American writer (1951–1999)

William Richard (Rich) Stevens (February 5, 1951 – September 1, 1999) was a Northern Rhodesia–born American author of computer science books, in particular books on Unix and TCP/IP.

==Biography==
Richard Stevens was born in 1951 in Luanshya, Northern Rhodesia (now Zambia), where his father worked for the copper industry. The family later moved to Salt Lake City, Utah, Hurley, New Mexico, Washington, D.C., and Phalaborwa, South Africa. Stevens attended Fishburne Military School in Waynesboro, Virginia. He received a bachelor's degree in aerospace engineering from the University of Michigan in 1973 and both a master's degree (in 1978) and PhD (in 1982) in systems engineering from the University of Arizona. He moved to Tucson in 1975 where he was employed at Kitt Peak National Observatory as a computer programmer until 1982. From 1982 until 1990 he was Vice President of Computing Services at Health Systems International in New Haven, Connecticut. Stevens moved back to Tucson in 1990 where he pursued his career as an author and consultant. He was also an avid pilot and a part-time flight instructor during the 1970s.

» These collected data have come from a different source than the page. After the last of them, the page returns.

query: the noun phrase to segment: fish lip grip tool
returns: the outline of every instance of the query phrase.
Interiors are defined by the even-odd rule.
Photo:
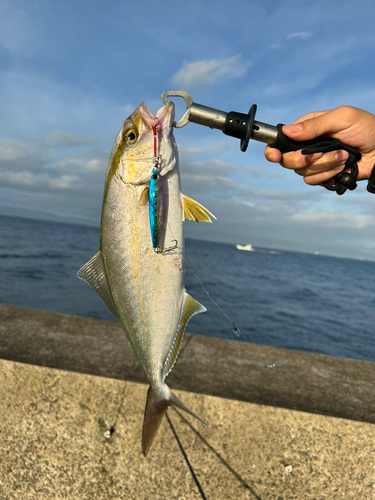
[[[276,148],[281,153],[298,151],[302,149],[302,154],[328,153],[339,149],[347,151],[349,157],[345,162],[343,172],[333,178],[333,185],[324,182],[323,185],[330,191],[336,191],[338,195],[344,194],[347,189],[353,191],[357,187],[356,178],[358,175],[357,162],[361,159],[361,153],[347,144],[340,142],[333,137],[316,137],[309,141],[294,141],[287,137],[283,131],[283,124],[276,126],[262,123],[255,120],[257,105],[253,104],[247,114],[236,111],[220,111],[193,102],[190,94],[184,90],[170,90],[161,95],[161,100],[167,104],[168,97],[182,97],[186,104],[186,113],[183,117],[174,122],[176,128],[181,128],[189,122],[197,123],[205,127],[221,130],[224,134],[236,137],[241,140],[241,151],[245,152],[250,139],[268,144],[271,148]],[[344,172],[344,170],[348,170]]]

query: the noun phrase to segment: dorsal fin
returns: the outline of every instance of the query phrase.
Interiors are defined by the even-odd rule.
[[[206,207],[188,196],[182,195],[182,206],[184,208],[184,220],[192,220],[193,222],[212,222],[210,215],[216,219],[214,214],[207,210]]]
[[[100,250],[77,273],[77,277],[86,281],[104,300],[112,313],[119,319],[116,305],[108,285]]]
[[[207,311],[207,309],[202,306],[202,304],[197,302],[195,299],[193,299],[193,297],[191,297],[191,295],[185,292],[184,304],[182,306],[177,332],[173,339],[172,347],[164,362],[164,378],[170,373],[175,362],[177,361],[178,351],[180,350],[180,345],[187,322],[192,316],[194,316],[194,314],[202,313],[205,311]]]

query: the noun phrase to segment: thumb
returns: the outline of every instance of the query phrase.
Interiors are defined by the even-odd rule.
[[[343,128],[342,117],[337,115],[337,108],[330,111],[316,112],[313,113],[312,118],[303,121],[300,121],[300,119],[291,125],[284,125],[283,132],[297,141],[315,139],[315,137],[322,135],[333,135]]]

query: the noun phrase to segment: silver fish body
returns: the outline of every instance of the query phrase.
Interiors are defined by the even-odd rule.
[[[145,456],[168,406],[176,405],[197,417],[172,393],[165,377],[176,362],[187,321],[206,310],[184,288],[183,220],[210,222],[212,215],[181,194],[173,103],[161,108],[156,117],[141,104],[121,127],[107,169],[100,249],[77,273],[118,318],[147,374]],[[170,247],[159,253],[151,243],[149,209],[142,201],[154,165],[155,119],[164,193],[159,238],[161,248]]]

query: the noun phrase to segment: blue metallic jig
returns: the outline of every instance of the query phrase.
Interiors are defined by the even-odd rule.
[[[164,195],[161,175],[155,168],[153,168],[151,172],[148,201],[150,210],[152,248],[155,252],[160,253],[163,250],[160,234],[164,217]]]

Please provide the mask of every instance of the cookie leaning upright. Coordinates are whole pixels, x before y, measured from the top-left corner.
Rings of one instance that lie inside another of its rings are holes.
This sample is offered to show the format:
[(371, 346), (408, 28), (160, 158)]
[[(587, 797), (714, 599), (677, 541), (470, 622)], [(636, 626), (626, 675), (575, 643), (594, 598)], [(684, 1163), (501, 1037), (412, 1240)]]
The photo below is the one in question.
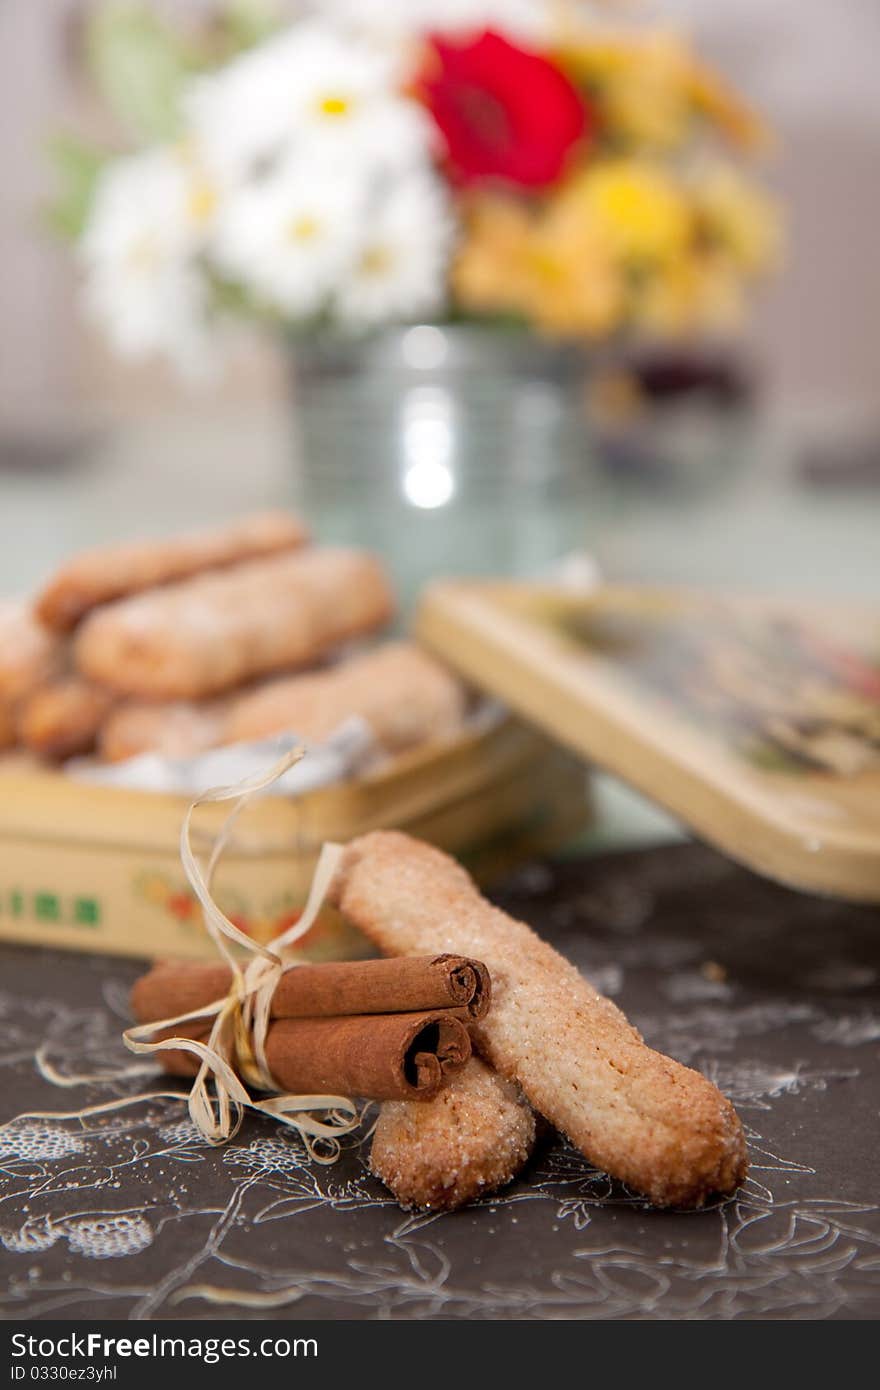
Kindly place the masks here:
[(108, 604), (83, 622), (74, 660), (122, 694), (199, 699), (309, 665), (393, 612), (374, 555), (306, 548)]
[(448, 855), (397, 831), (352, 842), (333, 888), (380, 950), (486, 962), (479, 1050), (534, 1108), (657, 1206), (700, 1206), (746, 1173), (733, 1106), (699, 1072), (647, 1047), (616, 1005), (522, 922), (492, 907)]

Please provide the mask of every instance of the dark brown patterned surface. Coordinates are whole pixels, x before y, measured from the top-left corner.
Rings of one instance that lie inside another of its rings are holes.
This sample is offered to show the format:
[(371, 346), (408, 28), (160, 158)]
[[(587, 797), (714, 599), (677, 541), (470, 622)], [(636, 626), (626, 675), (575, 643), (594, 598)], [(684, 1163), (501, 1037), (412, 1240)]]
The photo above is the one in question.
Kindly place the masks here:
[[(880, 912), (696, 846), (535, 864), (496, 896), (733, 1097), (752, 1154), (735, 1200), (653, 1212), (548, 1139), (501, 1196), (425, 1218), (399, 1210), (356, 1142), (315, 1167), (254, 1120), (212, 1150), (172, 1101), (12, 1120), (3, 1315), (876, 1317)], [(0, 1120), (143, 1088), (118, 1076), (137, 968), (3, 949)], [(59, 1090), (35, 1069), (40, 1047), (62, 1071), (110, 1077)]]

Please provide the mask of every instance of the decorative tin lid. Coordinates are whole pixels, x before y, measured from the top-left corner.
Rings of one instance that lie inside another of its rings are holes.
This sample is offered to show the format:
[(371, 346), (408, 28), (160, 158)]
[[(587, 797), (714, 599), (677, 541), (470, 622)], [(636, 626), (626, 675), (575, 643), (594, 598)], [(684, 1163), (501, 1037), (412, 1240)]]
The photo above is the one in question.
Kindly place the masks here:
[(416, 626), (733, 858), (880, 901), (880, 608), (444, 582)]

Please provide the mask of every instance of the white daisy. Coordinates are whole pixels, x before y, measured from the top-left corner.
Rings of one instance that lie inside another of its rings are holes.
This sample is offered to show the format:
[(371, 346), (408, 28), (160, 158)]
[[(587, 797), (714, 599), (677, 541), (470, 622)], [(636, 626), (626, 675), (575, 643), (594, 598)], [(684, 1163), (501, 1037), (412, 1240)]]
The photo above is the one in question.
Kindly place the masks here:
[(443, 303), (454, 225), (445, 189), (430, 174), (400, 179), (365, 219), (334, 308), (367, 326), (436, 312)]
[(162, 148), (114, 160), (80, 240), (86, 305), (121, 353), (210, 361), (208, 286), (199, 267), (215, 198), (193, 163)]
[(194, 380), (216, 365), (209, 298), (204, 275), (185, 261), (95, 267), (84, 291), (86, 312), (121, 356), (166, 357)]
[(292, 154), (401, 167), (426, 157), (433, 135), (399, 94), (401, 76), (394, 55), (300, 23), (198, 79), (184, 106), (200, 157), (224, 182)]
[(103, 263), (187, 254), (204, 242), (215, 202), (183, 148), (114, 159), (98, 182), (82, 255)]
[(358, 180), (292, 160), (233, 194), (218, 220), (212, 259), (266, 305), (317, 313), (355, 254), (363, 215)]

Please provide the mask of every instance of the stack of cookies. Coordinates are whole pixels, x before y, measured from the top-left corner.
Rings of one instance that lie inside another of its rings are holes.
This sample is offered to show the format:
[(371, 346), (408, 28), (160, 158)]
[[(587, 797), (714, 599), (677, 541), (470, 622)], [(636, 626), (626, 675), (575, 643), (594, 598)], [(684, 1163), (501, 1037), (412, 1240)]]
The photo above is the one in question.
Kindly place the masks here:
[(389, 753), (446, 737), (458, 680), (411, 643), (363, 645), (394, 607), (376, 556), (313, 545), (286, 513), (85, 552), (0, 604), (0, 747), (188, 757), (320, 741), (352, 715)]

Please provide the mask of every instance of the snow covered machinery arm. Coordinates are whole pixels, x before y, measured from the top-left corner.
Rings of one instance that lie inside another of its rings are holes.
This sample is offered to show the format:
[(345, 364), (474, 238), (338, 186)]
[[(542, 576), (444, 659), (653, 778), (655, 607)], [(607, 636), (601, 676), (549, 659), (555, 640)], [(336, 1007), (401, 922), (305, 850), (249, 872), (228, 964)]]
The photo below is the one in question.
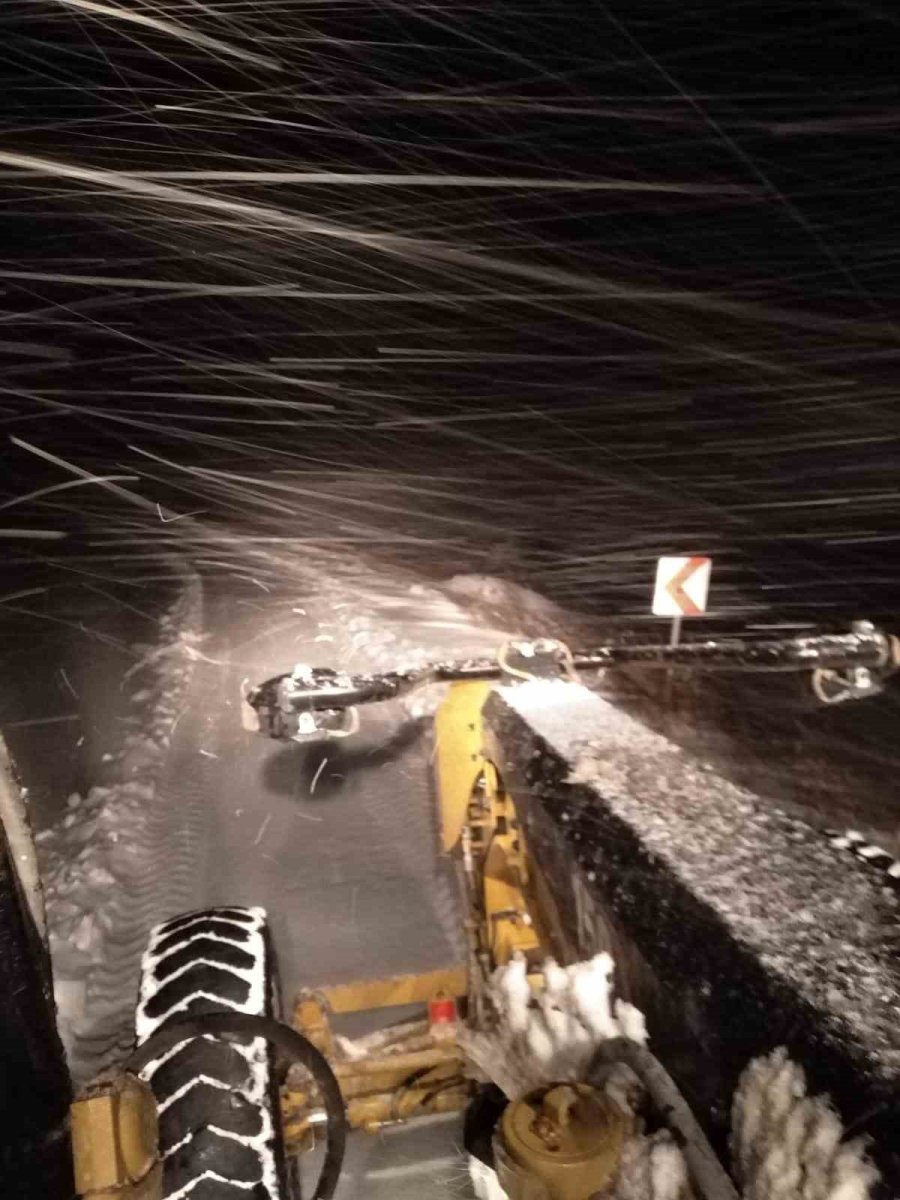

Stevens died in 1999, at the age of 48. In 2000, he was posthumously awarded the USENIX Lifetime Achievement Award.

==Books==
- 1979 – A Forth Primer – Computer History Museum Catalog Number 102803504
- 1990 – UNIX Network Programming – ISBN 0-13-949876-1
- 1992 – Advanced Programming in the UNIX Environment – ISBN 0-201-56317-7
- 1994 – TCP/IP Illustrated, Volume 1: The Protocols – ISBN 0-201-63346-9
- 1995 – TCP/IP Illustrated, Volume 2: The Implementation (with Gary R. Wright) – ISBN 0-201-63354-X
- 1996 – TCP/IP Illustrated, Volume 3: TCP for Transactions, HTTP, NNTP, and the UNIX Domain Protocols – ISBN 0-201-63495-3
- 1998 – UNIX Network Programming, Volume 1, Second Edition: Networking APIs: Sockets and XTI – ISBN 0-13-490012-X
- 1999 – UNIX Network Programming, Volume 2, Second Edition: Interprocess Communications – ISBN 0-13-081081-9
- 2003 – UNIX Network Programming Volume 1, Third Edition: The Sockets Networking API – ISBN 0-13-141155-1 (with Bill Fenner, and Andrew M. Rudoff)
- 2005 – Advanced Programming in the UNIX Environment, Second Edition – ISBN 0-321-52594-9 (with Stephen A. Rago)
- 2011 – TCP/IP Illustrated, Volume 1: The Protocols (2nd Edition) – ISBN 0-321-33631-3 (with Kevin R. Fall)
- 2013 – Advanced Programming in the UNIX Environment, Third Edition – ISBN 0-321-63773-9 (with Stephen A. Rago)

==RFCs==
Stevens also co-authored several Request for Comments (RFC) documents for the Internet Engineering Task Force, the process by which the Internet's "technical and organizational notes" are disseminated. Stevens' RFCs covered updates to the Berkeley sockets API for IPv6, as well as a standard method of congestion control for TCP sessions.